Smaller models & indexes → fit more in RAM/SSD
Faster distance calculations → lower query latency
Often negligible quality loss → still returns the right neighbors
Democratized access → powerful models on consumer hardware

That's why quantization has become standard across the AI ecosystem, it's an old idea from quantum physics, now essential for modern machine learning at scale.

Conclusion

Here's the uncomfortable truth about modern AI: the algorithms powering your "intelligent" systems are running on deliberately degraded data.

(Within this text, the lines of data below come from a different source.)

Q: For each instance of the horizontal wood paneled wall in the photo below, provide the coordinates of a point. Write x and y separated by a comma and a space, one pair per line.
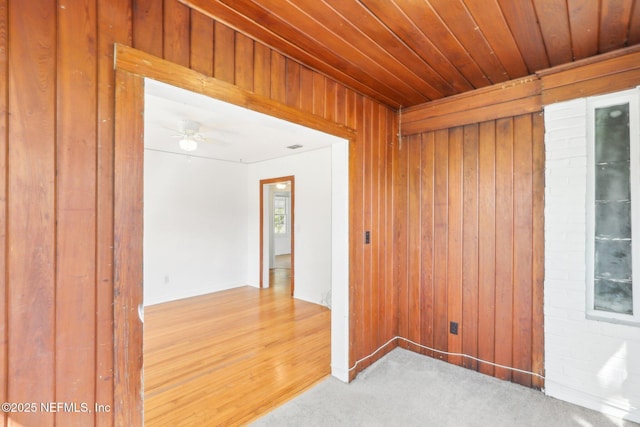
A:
56, 184
468, 233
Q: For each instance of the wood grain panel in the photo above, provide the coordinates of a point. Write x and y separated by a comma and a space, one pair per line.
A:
244, 66
413, 149
537, 320
224, 48
330, 98
262, 72
504, 247
634, 26
400, 234
356, 227
76, 210
584, 14
480, 251
487, 14
470, 216
110, 30
554, 24
459, 21
128, 169
411, 34
201, 52
427, 305
441, 233
454, 258
432, 26
614, 24
278, 77
31, 214
148, 25
198, 352
306, 91
486, 243
523, 23
4, 145
293, 97
370, 291
176, 39
418, 73
522, 247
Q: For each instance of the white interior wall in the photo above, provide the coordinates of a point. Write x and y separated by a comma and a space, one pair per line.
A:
587, 362
312, 228
195, 234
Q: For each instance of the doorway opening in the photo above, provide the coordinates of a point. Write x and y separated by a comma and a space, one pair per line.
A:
277, 230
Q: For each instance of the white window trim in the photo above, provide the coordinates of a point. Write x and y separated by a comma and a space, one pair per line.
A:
633, 98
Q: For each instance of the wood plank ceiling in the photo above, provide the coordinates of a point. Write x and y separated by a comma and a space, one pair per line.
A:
408, 52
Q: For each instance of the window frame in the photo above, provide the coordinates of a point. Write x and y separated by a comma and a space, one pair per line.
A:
287, 200
632, 97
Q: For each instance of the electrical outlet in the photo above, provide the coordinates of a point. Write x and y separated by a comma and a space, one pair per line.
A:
453, 328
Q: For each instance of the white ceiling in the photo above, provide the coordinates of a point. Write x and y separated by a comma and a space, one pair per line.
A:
232, 133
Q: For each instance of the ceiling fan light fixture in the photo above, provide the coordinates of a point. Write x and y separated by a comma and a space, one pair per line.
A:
188, 144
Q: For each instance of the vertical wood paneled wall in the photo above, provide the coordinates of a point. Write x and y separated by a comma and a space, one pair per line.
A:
468, 233
56, 184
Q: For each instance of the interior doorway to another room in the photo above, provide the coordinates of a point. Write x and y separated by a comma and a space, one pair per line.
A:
277, 226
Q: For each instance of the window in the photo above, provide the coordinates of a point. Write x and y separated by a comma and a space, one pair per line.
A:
613, 239
280, 214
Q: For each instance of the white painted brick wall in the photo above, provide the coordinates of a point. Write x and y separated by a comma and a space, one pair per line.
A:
587, 362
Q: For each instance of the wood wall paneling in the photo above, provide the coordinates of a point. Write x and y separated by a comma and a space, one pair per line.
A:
454, 258
441, 242
75, 298
537, 317
471, 197
177, 21
4, 144
59, 170
201, 36
427, 305
470, 217
487, 241
114, 25
128, 187
413, 298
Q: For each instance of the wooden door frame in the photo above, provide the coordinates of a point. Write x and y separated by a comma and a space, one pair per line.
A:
131, 68
263, 182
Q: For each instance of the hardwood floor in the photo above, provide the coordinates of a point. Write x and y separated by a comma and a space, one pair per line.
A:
228, 357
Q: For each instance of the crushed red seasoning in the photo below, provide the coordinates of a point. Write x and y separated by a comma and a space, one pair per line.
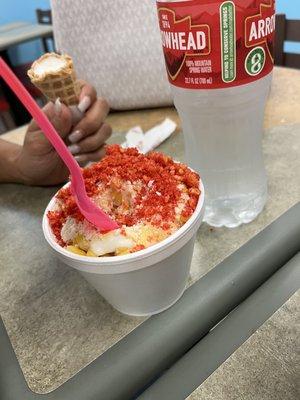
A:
157, 200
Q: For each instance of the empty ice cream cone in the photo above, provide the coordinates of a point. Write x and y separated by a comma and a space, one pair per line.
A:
55, 77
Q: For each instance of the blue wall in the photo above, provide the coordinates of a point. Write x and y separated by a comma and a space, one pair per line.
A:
24, 10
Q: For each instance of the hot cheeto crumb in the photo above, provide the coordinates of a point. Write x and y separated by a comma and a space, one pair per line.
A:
149, 196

Every embedding lookup in your RAG pipeline, every parameter in your local Llama model, every neural network inference on your phone, they're all using approximations. Numbers that should be precise are rounded to the nearest available bucket. Continuous mathematics becomes digital steps.

And it works better than the alternatives.

This isn't a compromise we've grudgingly accepted, it's the breakthrough that made large-scale AI possible. Without quantization, GPT-4 would require data centers the size of city blocks. Your vector database would collapse under its own weight. AI would still be trapped in research labs.

Planck discovered that nature itself is quantized, energy comes in discrete packets, not smooth curves. A century later, we've learned that artificial intelligence works the same way. Sometimes the most powerful insights come from throwing away information you thought you needed.

The future of AI isn't about perfect precision. It's about finding the right level of imperfection that unlocks everything else.